Among the recommendations from the SARS Commission were public health reforms to streamline operations and management of the province’s 34 public health units, which currently continue to function independently, often without sharing best practices, she says.
As a result, Ontario’s COVID-19 response was often “disorganized and inconsistent,” the report says.
Another key lesson highlighted by the SARS Commission was the need for preventative measures, the report says.
“Following this principle means taking decisive action early. This is not what the audit found; instead we found systemic issues and delays in decision-making,” Lysyk said in a statement.
Recommendations made in previous auditor general’s reports to regularly update emergency response plans and address weaknesses in public health lab and information systems were also not acted on, the report says.
Information systems currently in use have “limited functionality for case management and contact tracing,” and the system used in labs is not integrated with the public health system, the audit says. What’s more, lab testing still follows a “substantially manual, paper-based process,” it says.

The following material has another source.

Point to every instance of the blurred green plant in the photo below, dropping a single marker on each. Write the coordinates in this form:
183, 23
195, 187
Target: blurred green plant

The auditor general’s office says it will issue a second report on the provincial COVID-19 response that will examine health-related expenditures, personal protective equipment and long-term care.
The Nov. 25 report comes a week after Lysyk released a series of environmental value-for-money audits.
In those documents, she found the province may not meet its greenhouse gas emission targets because reducing fossil fuel use has not been a “cross-government priority.”